At the age of 25, Arthur Zang is a young prodigy who is going to help save thousands of lives in African suffering from cardiac pathology.
This young Cameroonian engineer created Cardiopad, the first medical touchpad made in Africa.
The famous Forbes magazine underlined: “in innovation, he represents what Africa has better”.
Arthur Zang is certified in polytechnic school of Yaoundé. During a work experience training at the general hospital of the city three years ago, he noticed that Cameroon has only 30 cardiologists for 20 million inhabitants, shared between the two main cities of the country, Yaoundé – the capital – and the harbor city of Douala. “It means that patients who live in far away villages are obliged to take bus to realize their medical examinations, what raises not only a problem at the level of their medical follow-up but also at the economic level because transport also increases their expenses”
He then launched himself into the achievement of his prototype Cardiopad and thanks to a 30 000-dollar help on behalf of Cameroonian government, he can create Himore Medical, a small firm which employs five persons and whose mission is to conceive and to make medical devices. “We have already made about thirty devices and we are at present, working out a mobile machine which will allow making distance ultrasounds, if we however obtain necessary financing”.
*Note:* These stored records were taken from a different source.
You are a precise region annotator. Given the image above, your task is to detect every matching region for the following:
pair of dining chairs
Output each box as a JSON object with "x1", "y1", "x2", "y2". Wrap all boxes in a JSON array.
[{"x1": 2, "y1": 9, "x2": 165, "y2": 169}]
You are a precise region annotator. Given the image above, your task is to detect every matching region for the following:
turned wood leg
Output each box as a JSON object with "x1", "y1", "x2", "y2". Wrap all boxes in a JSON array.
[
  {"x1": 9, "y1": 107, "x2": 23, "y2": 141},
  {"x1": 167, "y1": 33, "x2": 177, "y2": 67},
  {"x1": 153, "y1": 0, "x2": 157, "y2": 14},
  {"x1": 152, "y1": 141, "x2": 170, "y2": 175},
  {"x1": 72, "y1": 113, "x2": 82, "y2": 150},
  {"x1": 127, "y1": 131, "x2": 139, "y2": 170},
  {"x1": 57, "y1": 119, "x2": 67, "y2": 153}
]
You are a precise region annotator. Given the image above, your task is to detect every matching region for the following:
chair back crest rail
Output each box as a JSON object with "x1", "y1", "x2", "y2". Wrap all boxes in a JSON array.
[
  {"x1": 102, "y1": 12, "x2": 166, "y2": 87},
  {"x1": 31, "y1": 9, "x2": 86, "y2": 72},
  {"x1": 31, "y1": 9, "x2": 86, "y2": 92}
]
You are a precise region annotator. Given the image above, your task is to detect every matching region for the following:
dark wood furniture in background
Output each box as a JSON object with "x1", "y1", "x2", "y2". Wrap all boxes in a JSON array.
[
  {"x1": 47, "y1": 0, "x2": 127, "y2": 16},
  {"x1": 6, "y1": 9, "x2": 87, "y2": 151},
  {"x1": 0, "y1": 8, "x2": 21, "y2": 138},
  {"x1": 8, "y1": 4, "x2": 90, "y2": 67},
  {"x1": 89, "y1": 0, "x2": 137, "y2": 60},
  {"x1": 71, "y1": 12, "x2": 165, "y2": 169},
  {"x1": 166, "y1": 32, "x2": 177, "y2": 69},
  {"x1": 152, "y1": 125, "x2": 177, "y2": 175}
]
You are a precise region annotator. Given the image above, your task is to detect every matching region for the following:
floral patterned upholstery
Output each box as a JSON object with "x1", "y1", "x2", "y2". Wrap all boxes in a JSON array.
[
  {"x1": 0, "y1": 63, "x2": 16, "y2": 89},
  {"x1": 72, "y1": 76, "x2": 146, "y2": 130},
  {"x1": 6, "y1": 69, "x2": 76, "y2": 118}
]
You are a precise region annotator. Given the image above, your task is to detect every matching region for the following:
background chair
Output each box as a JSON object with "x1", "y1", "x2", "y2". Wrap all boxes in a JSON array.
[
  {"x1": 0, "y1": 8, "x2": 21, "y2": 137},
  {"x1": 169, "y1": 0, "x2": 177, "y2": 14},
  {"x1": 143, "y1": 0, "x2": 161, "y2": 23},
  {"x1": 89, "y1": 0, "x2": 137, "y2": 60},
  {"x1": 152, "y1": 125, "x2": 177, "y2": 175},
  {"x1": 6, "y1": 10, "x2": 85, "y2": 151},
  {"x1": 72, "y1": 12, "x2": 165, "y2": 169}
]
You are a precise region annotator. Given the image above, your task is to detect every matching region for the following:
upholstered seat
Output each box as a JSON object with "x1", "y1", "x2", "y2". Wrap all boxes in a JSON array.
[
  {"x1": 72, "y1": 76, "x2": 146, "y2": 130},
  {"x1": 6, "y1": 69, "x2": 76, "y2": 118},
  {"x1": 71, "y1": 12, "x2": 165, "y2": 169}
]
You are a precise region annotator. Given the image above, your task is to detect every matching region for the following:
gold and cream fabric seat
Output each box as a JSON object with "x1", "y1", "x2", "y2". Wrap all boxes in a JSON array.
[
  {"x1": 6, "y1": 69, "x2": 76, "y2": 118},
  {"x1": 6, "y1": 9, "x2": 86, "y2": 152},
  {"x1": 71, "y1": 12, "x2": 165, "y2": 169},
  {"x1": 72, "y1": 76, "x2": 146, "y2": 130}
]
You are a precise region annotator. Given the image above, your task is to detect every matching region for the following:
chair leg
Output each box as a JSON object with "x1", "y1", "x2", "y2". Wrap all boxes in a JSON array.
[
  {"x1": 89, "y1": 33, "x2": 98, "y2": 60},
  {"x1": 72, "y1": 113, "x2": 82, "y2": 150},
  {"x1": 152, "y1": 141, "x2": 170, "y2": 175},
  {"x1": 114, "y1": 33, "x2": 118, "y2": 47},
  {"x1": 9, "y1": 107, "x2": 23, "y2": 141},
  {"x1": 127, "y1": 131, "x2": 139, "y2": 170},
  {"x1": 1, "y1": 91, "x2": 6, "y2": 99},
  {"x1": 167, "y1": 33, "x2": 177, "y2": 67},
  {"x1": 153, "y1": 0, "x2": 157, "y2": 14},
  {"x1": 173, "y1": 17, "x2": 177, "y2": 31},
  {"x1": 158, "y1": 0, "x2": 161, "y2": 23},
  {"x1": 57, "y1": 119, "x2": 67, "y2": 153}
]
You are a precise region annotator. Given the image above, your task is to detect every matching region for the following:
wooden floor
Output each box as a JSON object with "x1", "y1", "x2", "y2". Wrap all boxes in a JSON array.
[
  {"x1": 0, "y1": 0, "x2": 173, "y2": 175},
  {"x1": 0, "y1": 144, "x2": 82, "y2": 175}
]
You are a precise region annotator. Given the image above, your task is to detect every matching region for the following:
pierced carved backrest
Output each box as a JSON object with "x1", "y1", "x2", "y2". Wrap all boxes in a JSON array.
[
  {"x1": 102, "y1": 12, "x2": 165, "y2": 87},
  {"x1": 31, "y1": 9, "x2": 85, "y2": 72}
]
If the audacity and the talent of this young creator are recognized and meet today unanimous approval, Arthur Zang remembered that he indeed had hard times before succeeding: “the first difficulty for young entrepreneurs is the lack of support as we more need it. In order to finance my research works, I turned at first towards banks but they asked me for any sorts of guarantees while at that time I was only a simple researcher at polytechnic school. But in our countries, the function of researcher is not recognized. You are just considered as a jobless person because you have no income”.
His advice for African creators: “Give evidence of perseverance. Very often in Africa, when the project is too complex, people become discouraged and projects as Cardiopad tend to succeed only in environments where research work is really developed, what is not the case in Africa (…) I have some reluctances with regard to people who see revolution in all this because, to have lived in Africa, I am conscious that we have certainly many assets but I also believe that people tend to underestimate brakes in innovation: I mainly think of corruption and absence of investments with regard to research works. As long as we shall not understand in Africa that being a researcher is a full-time job, Africa will not develop. As long as we shall not understand that research work is absolutely a necessary domain and not optional, it will not take-off. If researchers and politicians do not succeed in agreeing on this subject, growth will be facticious because it will not be sustained by anything viable”
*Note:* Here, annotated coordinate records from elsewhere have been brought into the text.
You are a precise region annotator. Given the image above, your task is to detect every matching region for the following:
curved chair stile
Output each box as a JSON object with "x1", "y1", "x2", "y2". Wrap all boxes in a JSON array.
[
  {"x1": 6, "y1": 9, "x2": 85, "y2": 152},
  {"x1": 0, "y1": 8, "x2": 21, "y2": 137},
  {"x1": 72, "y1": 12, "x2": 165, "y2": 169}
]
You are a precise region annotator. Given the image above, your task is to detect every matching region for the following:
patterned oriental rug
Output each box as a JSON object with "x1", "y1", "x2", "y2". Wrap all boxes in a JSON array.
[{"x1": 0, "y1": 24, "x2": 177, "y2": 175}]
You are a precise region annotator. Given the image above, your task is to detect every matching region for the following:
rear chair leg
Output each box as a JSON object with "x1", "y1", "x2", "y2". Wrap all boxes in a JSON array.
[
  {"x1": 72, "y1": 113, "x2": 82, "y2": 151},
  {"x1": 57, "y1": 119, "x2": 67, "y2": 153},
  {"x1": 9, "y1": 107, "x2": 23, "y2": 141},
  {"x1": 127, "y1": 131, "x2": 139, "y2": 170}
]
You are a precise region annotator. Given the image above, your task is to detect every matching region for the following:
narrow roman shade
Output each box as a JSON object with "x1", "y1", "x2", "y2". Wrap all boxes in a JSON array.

Arthur Zang continues his research works in electronic systems introduced today in polytechnic laboratory and he follows a program of free distance education distributed by Indian government.
He has great ambitions for his Cardiopad: “it is a mobile and cheap solution: we plan to market it at 2 million CFA francs (approximately 4 000 US dollars), or a cost twice lower than the one of devices on the market at present. The device is not intended to patients but to hospitals which lend them to patients”.
At 25 years old, he is full of any others projects!
The credo of his touchpad is the same as the one of his life: «believe in life!»